Sie fanden problemlos einen Platz vor dem dunklen
Gebäude mit dem markanten Spitzgiebel, von dem immer noch der Schriftzug
»Westholsteinische Bank« prangte. Die war schon lange Geschichte und über eine
Kette von Fusionen und Übernahmen heute in italienischen Händen.
»Wie wollen wir den Nutzer des Handys nun finden?«,
fragte Mommsen.
»Wenn heute früh aus dem Umfeld einer Schule
telefoniert wurde, dann können wir vermuten, dass es sich um einen Schüler
handelt. Wir sollten Ausschau nach einem Jugendlichen mit einem Handy am Ohr
halten.«
Sie begannen ihren Bummel beim Traditionskaufhaus
Böttcher und schlenderten gemächlich über den Fußweg zwischen der Front
lebhafter Geschäfte in Richtung der Marktkirche. Auf Höhe der Volksbank hatte
sich eine Horde Schüler auf den Bänken eines Imbisses niedergelassen und war in
ein lebhaftes und lautstarkes Palaver verfallen. Die Kinder mochten vielleicht
zehn oder elf Jahre alt sein.
»Lass mich mal«, übertönte ein dürres Mädchen die
anderen und versuchte nach etwas zu greifen, das ein blonder Junge, dem eine
Art dünner Zopf vom Hinterhaupt herabhing, geschickt vor ihr in Sicherheit
brachte.
Die beiden Beamten steuerten auf die Schülergruppe zu.
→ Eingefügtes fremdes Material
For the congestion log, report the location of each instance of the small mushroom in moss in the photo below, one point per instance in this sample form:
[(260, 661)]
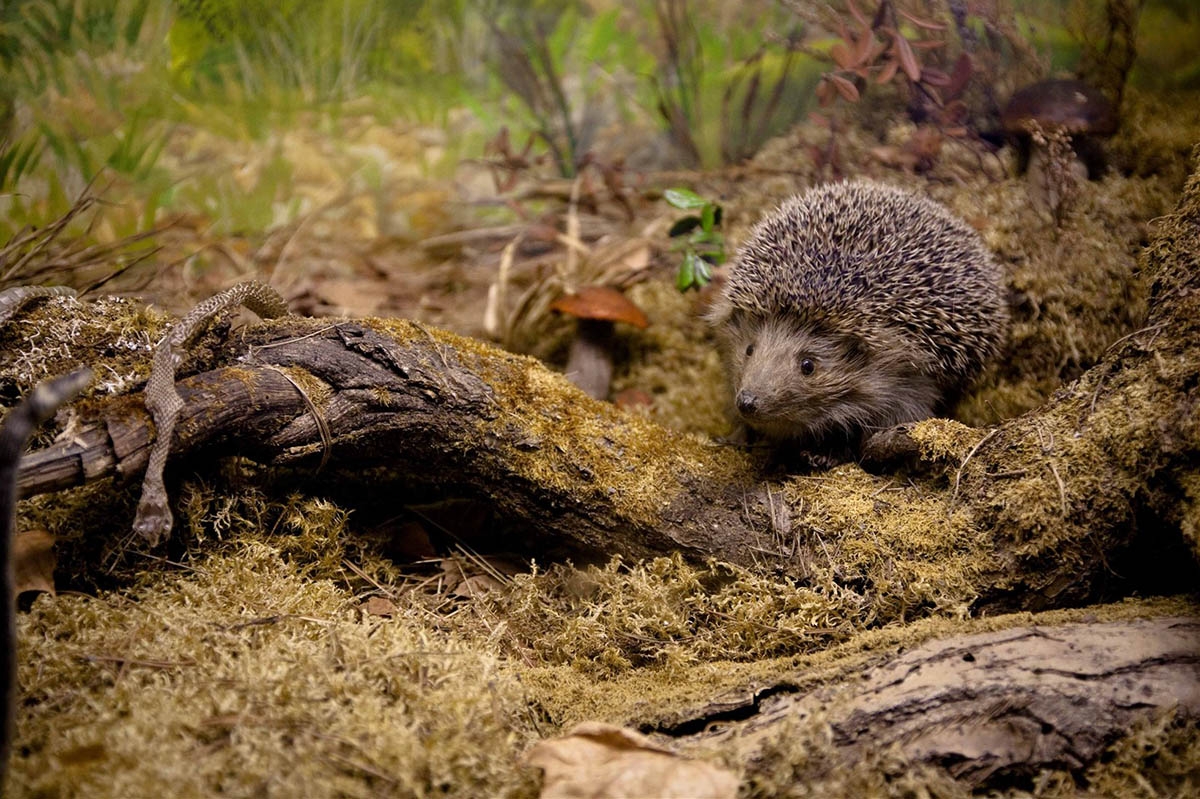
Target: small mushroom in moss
[(1057, 126), (598, 308), (1068, 108)]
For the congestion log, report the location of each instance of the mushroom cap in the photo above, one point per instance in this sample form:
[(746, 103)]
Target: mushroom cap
[(600, 302), (1069, 106)]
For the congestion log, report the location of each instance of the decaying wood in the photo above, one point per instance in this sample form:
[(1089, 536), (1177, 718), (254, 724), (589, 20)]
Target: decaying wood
[(1000, 706), (1051, 500)]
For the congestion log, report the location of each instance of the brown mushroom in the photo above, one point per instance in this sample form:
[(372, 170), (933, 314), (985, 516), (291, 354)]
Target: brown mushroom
[(1057, 125), (598, 308), (1066, 107)]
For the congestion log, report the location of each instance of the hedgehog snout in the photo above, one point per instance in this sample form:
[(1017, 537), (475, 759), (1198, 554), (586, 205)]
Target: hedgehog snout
[(747, 402)]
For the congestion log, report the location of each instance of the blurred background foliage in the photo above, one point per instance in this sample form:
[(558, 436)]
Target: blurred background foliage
[(133, 97)]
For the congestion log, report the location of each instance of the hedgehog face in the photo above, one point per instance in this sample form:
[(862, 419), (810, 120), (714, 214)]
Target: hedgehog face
[(793, 382), (787, 379)]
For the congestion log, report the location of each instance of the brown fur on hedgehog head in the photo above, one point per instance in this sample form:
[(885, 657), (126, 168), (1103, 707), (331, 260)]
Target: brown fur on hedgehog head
[(853, 307)]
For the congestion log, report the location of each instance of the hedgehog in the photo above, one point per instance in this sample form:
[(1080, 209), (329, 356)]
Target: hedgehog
[(855, 307)]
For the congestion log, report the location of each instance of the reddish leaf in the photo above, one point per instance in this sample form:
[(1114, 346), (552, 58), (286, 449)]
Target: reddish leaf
[(959, 76), (888, 71), (928, 24), (825, 91), (935, 77), (858, 14), (381, 606), (863, 46), (907, 59), (33, 562), (845, 88), (841, 55)]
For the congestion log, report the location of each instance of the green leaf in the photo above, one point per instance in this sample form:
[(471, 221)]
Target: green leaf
[(684, 224), (687, 275), (684, 198)]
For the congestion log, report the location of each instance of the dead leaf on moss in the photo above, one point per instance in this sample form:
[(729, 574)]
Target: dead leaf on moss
[(33, 562), (381, 606), (599, 761), (477, 586)]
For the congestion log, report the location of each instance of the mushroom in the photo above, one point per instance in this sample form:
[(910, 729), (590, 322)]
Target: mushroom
[(1066, 107), (598, 308), (1057, 125)]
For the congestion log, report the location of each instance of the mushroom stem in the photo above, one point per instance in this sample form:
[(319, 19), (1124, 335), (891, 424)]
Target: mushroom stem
[(589, 361)]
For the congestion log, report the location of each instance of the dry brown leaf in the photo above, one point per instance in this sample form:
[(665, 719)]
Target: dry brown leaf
[(599, 761), (33, 562), (381, 606), (841, 55), (906, 56), (845, 88), (478, 586)]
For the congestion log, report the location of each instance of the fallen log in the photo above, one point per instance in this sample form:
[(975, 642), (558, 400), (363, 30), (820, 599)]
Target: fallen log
[(1041, 511)]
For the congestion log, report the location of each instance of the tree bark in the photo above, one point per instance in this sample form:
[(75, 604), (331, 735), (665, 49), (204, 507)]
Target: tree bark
[(1041, 511), (991, 708)]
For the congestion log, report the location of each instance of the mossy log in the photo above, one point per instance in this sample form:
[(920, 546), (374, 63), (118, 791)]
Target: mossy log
[(994, 708), (1053, 509)]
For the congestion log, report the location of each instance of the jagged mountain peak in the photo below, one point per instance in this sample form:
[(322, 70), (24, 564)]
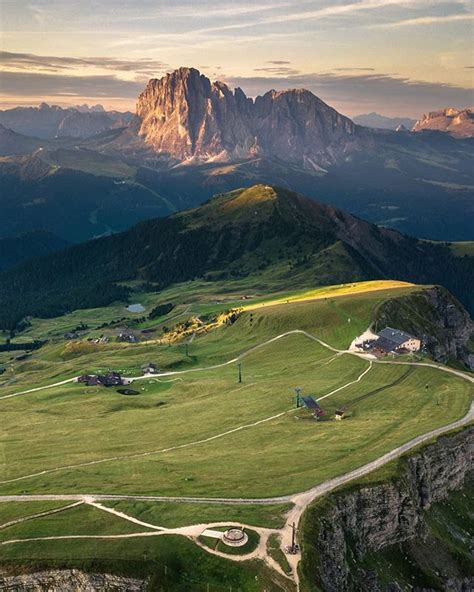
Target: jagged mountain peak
[(191, 119)]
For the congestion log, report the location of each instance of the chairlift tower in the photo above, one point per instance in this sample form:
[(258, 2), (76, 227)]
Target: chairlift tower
[(298, 390)]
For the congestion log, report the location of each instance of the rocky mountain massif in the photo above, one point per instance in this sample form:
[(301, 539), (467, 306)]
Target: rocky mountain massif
[(457, 122), (70, 580), (186, 116), (410, 532), (263, 234), (383, 122), (192, 138), (51, 121)]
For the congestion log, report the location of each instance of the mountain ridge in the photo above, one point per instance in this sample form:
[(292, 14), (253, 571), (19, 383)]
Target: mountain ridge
[(275, 232), (192, 119)]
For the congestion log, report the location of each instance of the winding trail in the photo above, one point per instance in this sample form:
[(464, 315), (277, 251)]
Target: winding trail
[(300, 500)]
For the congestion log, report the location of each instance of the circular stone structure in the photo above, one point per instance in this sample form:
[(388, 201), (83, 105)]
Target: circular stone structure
[(235, 537)]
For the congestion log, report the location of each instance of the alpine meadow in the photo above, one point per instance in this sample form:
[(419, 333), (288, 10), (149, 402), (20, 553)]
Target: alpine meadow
[(236, 296)]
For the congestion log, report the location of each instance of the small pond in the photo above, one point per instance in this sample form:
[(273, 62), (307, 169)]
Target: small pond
[(136, 308)]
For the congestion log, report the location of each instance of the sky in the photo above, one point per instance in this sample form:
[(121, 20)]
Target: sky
[(395, 57)]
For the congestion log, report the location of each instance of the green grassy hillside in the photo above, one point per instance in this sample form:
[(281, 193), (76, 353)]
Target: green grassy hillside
[(258, 233), (194, 430)]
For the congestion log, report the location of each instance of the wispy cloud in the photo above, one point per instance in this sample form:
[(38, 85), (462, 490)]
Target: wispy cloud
[(361, 91), (28, 84), (425, 20), (349, 69), (278, 70), (28, 61)]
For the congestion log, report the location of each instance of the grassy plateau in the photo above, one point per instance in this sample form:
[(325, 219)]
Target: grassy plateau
[(194, 429)]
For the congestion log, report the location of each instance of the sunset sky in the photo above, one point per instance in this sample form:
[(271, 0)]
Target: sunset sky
[(396, 57)]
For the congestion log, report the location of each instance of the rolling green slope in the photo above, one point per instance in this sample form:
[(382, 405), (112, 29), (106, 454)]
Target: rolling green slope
[(241, 234)]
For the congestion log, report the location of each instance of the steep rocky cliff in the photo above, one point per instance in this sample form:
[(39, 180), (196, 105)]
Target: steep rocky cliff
[(410, 532), (69, 580), (191, 119), (457, 122), (437, 318)]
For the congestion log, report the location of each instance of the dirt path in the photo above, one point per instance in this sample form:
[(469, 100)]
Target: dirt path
[(40, 514), (300, 501)]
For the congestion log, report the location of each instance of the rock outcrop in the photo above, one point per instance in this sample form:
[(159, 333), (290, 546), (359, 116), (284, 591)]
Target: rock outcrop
[(51, 121), (437, 318), (359, 522), (191, 119), (69, 581), (457, 122)]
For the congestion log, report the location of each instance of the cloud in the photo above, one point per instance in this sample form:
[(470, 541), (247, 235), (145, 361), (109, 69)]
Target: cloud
[(278, 70), (27, 61), (361, 91), (354, 69), (354, 92), (425, 20)]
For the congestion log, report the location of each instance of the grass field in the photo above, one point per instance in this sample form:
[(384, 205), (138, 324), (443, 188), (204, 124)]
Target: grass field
[(199, 432)]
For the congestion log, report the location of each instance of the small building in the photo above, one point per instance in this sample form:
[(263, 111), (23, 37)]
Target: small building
[(391, 340), (89, 379), (109, 379), (127, 336), (313, 406), (400, 339), (71, 335), (150, 368)]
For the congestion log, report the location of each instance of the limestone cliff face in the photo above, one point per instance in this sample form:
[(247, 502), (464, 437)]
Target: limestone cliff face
[(457, 122), (69, 581), (437, 318), (190, 118), (352, 525)]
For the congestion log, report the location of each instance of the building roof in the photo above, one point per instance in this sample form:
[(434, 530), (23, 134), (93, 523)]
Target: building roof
[(386, 345), (310, 403), (394, 335)]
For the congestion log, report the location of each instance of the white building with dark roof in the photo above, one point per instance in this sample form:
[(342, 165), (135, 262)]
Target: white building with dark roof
[(394, 340)]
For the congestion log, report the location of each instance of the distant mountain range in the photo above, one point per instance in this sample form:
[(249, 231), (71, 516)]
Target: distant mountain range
[(457, 122), (192, 119), (259, 232), (51, 121), (382, 122), (192, 138)]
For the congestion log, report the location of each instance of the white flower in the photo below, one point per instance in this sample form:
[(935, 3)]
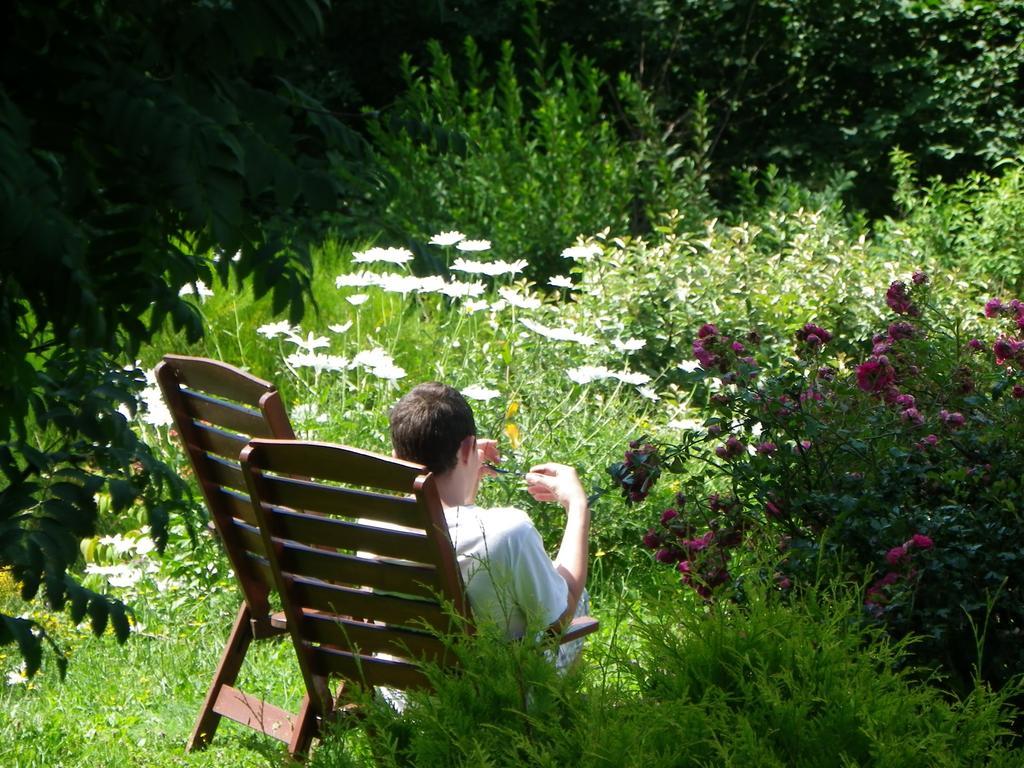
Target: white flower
[(398, 283), (388, 372), (474, 245), (560, 281), (356, 280), (389, 255), (270, 330), (488, 267), (689, 424), (373, 358), (305, 412), (316, 360), (557, 334), (116, 576), (446, 239), (581, 253), (587, 374), (199, 289), (630, 345), (628, 377), (157, 413), (649, 393), (476, 392), (431, 284), (458, 290), (523, 301), (144, 545), (309, 343), (121, 545)]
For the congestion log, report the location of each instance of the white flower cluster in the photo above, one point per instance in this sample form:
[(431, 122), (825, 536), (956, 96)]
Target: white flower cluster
[(403, 284), (387, 255), (491, 268), (588, 374), (477, 392), (557, 334)]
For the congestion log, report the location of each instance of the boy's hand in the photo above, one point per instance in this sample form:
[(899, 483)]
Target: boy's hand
[(556, 482)]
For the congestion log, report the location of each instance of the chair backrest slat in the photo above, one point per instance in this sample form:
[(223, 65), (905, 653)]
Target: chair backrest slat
[(232, 504), (367, 671), (397, 594), (211, 439), (216, 410), (222, 473), (310, 459), (341, 535), (297, 494), (386, 576), (373, 638), (388, 608), (209, 376), (224, 414)]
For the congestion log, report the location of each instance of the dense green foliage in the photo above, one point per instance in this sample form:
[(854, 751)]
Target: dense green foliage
[(135, 140), (812, 86), (530, 165), (768, 685)]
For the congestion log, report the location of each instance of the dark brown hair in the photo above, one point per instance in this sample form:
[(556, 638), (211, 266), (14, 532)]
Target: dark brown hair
[(429, 423)]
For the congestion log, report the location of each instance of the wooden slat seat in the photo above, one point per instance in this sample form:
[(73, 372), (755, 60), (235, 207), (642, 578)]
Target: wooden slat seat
[(359, 553), (217, 409)]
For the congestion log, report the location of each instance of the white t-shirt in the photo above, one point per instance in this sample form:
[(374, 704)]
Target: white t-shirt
[(509, 578)]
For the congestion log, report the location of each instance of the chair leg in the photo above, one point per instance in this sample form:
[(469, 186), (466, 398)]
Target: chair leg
[(226, 674), (304, 731)]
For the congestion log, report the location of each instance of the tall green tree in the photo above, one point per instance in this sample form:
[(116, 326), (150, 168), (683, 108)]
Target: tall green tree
[(138, 139)]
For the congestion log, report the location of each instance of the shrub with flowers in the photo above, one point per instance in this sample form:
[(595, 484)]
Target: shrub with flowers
[(901, 465)]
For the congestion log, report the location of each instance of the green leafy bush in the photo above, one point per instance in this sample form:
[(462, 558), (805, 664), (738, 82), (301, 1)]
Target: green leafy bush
[(902, 462), (974, 226), (766, 684), (528, 164)]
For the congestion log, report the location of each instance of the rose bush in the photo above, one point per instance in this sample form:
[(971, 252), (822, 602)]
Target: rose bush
[(901, 465)]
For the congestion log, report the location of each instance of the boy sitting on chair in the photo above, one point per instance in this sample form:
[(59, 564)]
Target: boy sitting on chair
[(509, 578)]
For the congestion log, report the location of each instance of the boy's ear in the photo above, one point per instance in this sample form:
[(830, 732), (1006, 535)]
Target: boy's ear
[(466, 448)]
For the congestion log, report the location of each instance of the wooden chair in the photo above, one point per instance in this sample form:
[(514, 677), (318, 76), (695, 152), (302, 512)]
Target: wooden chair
[(216, 410), (361, 558)]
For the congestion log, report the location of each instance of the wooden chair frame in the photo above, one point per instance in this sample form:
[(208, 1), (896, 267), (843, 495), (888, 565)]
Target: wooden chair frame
[(361, 558), (217, 409)]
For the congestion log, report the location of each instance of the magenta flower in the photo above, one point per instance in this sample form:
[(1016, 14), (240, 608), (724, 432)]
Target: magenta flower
[(896, 555), (666, 555), (898, 331), (951, 420), (912, 416), (921, 541), (899, 301), (993, 307), (905, 400), (876, 374)]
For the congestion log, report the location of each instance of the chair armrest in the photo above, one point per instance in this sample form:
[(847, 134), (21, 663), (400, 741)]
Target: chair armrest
[(581, 627)]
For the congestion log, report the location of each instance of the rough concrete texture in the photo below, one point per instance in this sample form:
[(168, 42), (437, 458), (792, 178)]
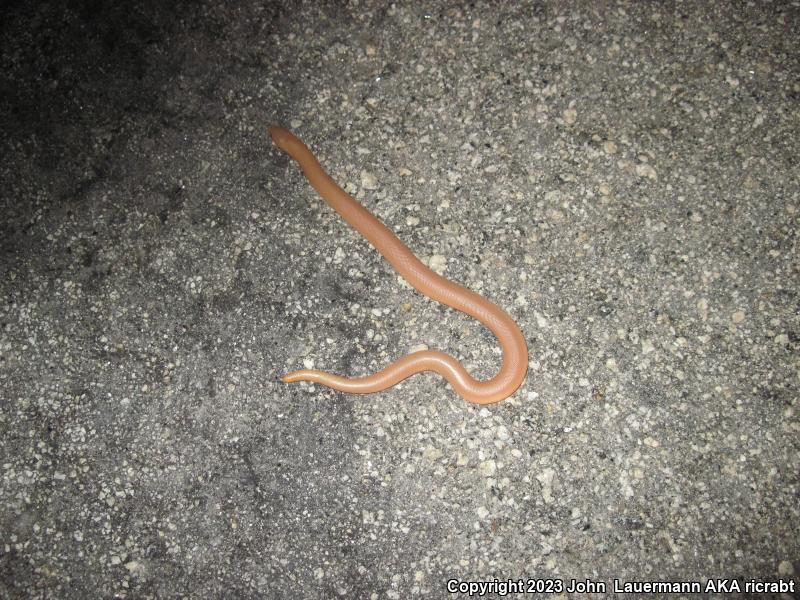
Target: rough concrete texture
[(622, 177)]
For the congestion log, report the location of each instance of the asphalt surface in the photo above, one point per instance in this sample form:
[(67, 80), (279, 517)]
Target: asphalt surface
[(622, 177)]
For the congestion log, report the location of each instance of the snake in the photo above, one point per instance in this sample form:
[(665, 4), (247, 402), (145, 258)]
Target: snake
[(426, 281)]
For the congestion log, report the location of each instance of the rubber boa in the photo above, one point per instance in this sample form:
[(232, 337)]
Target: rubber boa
[(515, 351)]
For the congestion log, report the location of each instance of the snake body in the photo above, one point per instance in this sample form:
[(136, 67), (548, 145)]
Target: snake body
[(515, 351)]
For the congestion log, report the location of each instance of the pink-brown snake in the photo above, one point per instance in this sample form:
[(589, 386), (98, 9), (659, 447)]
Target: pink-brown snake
[(515, 351)]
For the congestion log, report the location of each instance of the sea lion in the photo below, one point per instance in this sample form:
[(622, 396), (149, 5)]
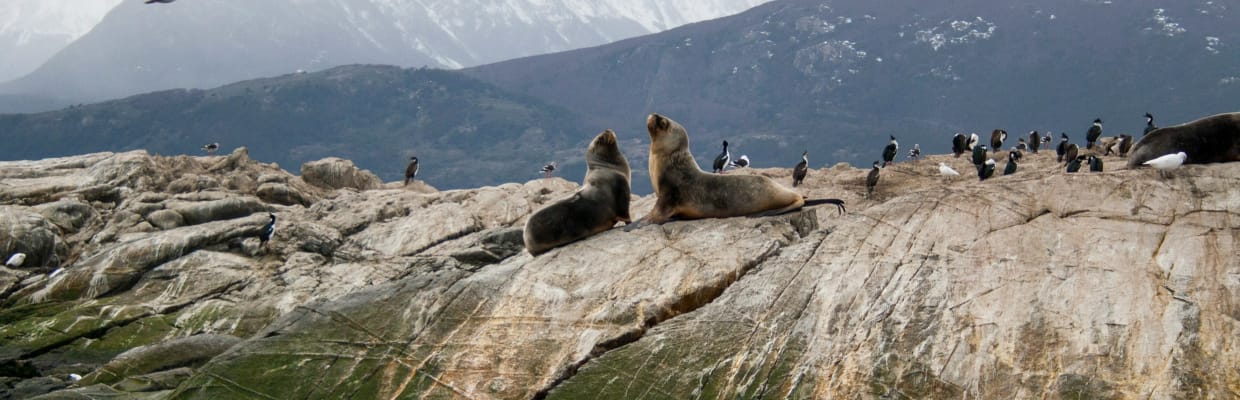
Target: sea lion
[(1212, 139), (602, 201), (683, 191)]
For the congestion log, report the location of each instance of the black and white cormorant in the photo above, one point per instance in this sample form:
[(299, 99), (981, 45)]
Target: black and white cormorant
[(801, 169), (722, 159), (872, 180), (1063, 146), (1073, 150), (1074, 165), (740, 162), (1011, 165), (997, 138), (986, 170), (1095, 131), (889, 151), (411, 171), (268, 230), (980, 155), (548, 170)]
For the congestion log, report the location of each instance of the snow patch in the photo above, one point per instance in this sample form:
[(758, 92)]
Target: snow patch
[(1164, 25), (956, 32)]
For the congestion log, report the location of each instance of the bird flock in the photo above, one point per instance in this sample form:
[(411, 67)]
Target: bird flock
[(1067, 152)]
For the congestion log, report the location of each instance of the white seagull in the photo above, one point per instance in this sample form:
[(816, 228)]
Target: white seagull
[(946, 171), (15, 260), (1167, 162)]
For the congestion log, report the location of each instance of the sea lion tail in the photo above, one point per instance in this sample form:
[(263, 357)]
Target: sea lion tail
[(838, 203)]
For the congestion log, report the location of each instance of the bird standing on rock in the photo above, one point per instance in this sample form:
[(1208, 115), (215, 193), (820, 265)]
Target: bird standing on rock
[(268, 230), (1073, 150), (15, 260), (1167, 162), (980, 155), (889, 151), (801, 169), (1062, 150), (1074, 165), (872, 180), (986, 170), (1011, 166), (548, 170), (944, 170), (722, 159), (411, 171), (997, 139), (1094, 133)]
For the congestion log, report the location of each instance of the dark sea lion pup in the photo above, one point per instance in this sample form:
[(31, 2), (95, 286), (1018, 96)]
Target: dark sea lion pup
[(1212, 139), (683, 191), (602, 201)]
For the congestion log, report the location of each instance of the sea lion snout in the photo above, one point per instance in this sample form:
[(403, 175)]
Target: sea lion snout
[(606, 138), (656, 123)]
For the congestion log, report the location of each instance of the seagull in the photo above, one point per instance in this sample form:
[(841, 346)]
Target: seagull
[(15, 260), (946, 171), (740, 162), (548, 170), (1167, 162), (211, 147)]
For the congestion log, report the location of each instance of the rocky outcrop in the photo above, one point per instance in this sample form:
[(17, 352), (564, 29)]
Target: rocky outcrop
[(1034, 285), (336, 173)]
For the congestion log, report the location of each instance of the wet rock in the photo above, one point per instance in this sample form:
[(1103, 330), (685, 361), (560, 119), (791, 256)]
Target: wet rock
[(176, 353), (337, 173), (165, 219)]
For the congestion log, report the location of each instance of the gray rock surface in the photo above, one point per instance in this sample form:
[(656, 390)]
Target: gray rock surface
[(1034, 285), (336, 173)]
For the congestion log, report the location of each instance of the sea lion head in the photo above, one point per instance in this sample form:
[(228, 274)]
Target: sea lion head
[(666, 136), (604, 150)]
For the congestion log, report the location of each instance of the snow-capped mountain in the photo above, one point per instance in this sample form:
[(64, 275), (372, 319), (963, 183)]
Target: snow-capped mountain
[(203, 43), (34, 30)]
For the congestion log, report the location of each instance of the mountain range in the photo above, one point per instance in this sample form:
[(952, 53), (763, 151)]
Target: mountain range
[(203, 43), (835, 78)]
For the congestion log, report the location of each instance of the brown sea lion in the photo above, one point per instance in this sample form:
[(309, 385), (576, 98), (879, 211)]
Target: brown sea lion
[(598, 206), (1212, 139), (683, 191)]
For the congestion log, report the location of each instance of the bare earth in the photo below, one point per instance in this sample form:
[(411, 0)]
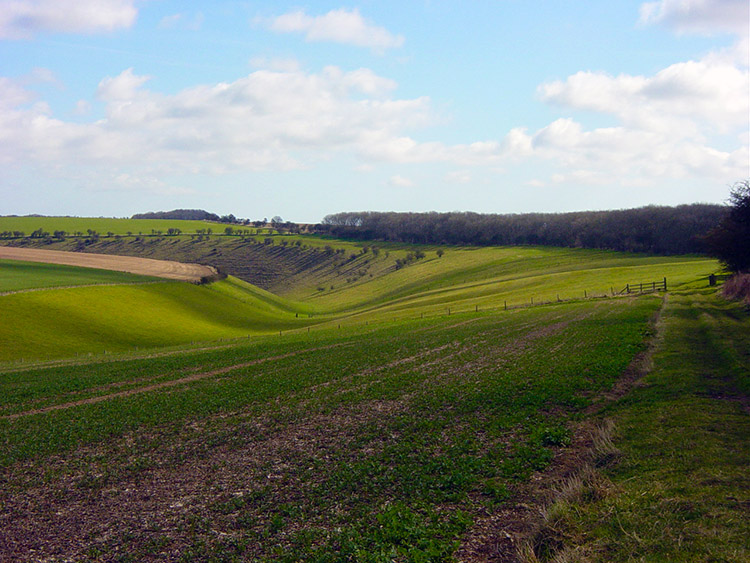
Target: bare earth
[(143, 266)]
»Hallo«, sagte Christoph freundlich. »Um was geht es?«
»Ach, nichts«, sagte der Junge und verbarg einen
Gegenstand in seiner ausgebeulten Hosentasche.
Mommsen hatte sein Handy hervorgeholt und tippte eine
Nummer ein. Erschrocken fuhr der Junge zusammen, als aus seiner Hose schrill
die Anfänge der Marseillaise erklangen.
»Woher hast du das Telefon?«, fragte Christoph.
»Ich habe keins«, sagte der Junge und griff instinktiv
von außen an die Stelle, von der sich das Handy unablässig meldete.
»Pass mal auf. Wir sind von der Polizei. Wir wollen
dir nichts Böses. Uns interessiert nur, woher du das Gerät hast.«
»Das ist meins«, antwortete der Schüler trotzig.